Une carrière harmonieuse
Petit-fils du philosophe Moïse Mendelssohn (1729-1786), Felix naît à Hambourg où son père, converti au luthéranisme (il a ajouté à son nom celui de Bartholdy pour distinguer sa lignée de celle demeurée dans le judaïsme), dirige une banque. En 1811, toute la famille s'établit à Berlin. Le jeune garçon reçoit là une éducation sérieuse dans les domaines les plus variés – lettres, peinture, sport, philosophie (il va suivre les cours de Hegel) – tout en cultivant un don exceptionnel pour la musique. Sa mère et sa sœur Fanny sont des musiciennes authentiques : sa grand-tante, Sara Levi-Itzig, ancienne élève de Wilhelm Friedemann Bach (1710-1784), lui fait connaître les œuvres du Cantor de Leipzig. Ses parents organisent chaque dimanche des heures musicales que fréquentent tous les artistes en renom de passage à Berlin. Enfin, des voyages à l'étranger, notamment à Paris, complètent la formation du musicien.
Génie précoce incontestable, Mendelssohn a composé entre douze et quatorze ans un impressionnant corpus de douze symphonies, le plus souvent pour instruments à cordes. Ces œuvres ont longtemps dormi, comme beaucoup d'autres, dans les recueils de la Deutsche Staatsbibliothek de Berlin. Elles contiennent déjà des trouvailles inattendues : ainsi les altos divisés en trois dans le deuxième mouvement de la Huitième Symphonie, en ré majeur (1822), les violons divisés en quatre dans la Neuvième, en ut majeur (préfigurant la technique wagnérienne), ou encore l'abondant chromatisme, très neuf pour l'époque, dans la Douzième, en sol mineur, « laissant entrevoir des horizons qui furent explorés beaucoup plus tard par Reger et Hindemith » (H. C. Wolff).
La qualité de l'Octuor pour cordes, op. 20 (1825), révèle un talent comparable à celui de Schubert ou de Mozart adolescents. L'année suivante, l'irréfutable chef-d'œuvre qu'est l'Ouverture pour le Songe d'une nuit d'été témoigne de son entrée pour toujours dans l'histoire de la musique.
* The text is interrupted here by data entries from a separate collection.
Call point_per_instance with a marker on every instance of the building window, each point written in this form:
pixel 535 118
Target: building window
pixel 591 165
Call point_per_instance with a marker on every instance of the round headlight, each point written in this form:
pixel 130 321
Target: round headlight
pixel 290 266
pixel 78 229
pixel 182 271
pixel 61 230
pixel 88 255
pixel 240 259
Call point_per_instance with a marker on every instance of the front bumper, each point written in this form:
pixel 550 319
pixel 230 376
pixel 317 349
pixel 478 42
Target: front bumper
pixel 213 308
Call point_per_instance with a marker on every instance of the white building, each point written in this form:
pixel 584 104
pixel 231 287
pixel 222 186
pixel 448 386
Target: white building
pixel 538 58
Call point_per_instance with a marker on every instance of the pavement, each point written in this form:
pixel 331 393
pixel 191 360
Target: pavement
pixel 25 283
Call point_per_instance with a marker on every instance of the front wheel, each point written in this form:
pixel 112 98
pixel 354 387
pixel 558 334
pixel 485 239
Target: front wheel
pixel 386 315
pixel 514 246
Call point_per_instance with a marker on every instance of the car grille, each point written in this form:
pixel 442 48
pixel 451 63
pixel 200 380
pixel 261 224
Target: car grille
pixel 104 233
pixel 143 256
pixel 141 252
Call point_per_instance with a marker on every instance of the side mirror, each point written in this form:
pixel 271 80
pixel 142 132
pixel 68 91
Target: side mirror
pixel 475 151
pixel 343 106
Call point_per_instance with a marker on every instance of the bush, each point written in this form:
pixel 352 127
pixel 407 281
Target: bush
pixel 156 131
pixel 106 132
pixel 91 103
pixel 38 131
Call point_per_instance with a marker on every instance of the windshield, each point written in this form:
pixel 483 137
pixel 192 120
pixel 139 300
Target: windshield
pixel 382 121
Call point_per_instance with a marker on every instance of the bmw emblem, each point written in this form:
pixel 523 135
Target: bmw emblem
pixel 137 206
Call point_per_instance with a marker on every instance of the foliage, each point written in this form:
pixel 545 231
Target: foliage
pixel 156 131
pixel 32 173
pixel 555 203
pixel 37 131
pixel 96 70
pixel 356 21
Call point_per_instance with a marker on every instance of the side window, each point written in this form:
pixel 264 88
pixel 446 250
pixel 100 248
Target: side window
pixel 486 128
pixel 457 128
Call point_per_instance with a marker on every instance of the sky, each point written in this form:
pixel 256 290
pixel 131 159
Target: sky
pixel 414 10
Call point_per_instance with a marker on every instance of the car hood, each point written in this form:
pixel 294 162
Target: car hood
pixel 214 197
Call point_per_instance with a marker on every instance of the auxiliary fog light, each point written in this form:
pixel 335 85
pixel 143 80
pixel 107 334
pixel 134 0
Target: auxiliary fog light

Goethe, qui le reçoit à Weimar, est subjugué par l'intelligence et le génie du pianiste ; il ne se lasse pas de l'écouter improviser. Passionné de tout ce qui est musical, Mendelssohn parcourt l'Europe à la fois comme pianiste virtuose, à l'instar de Sigismund Thalberg, de Liszt ou de Ignaz Moscheles, et comme chef d'orchestre. La sobriété et la précision de ses gestes s'allient à une vigueur qui galvanise les musiciens, au dire du violoniste Josef Joachim.[...]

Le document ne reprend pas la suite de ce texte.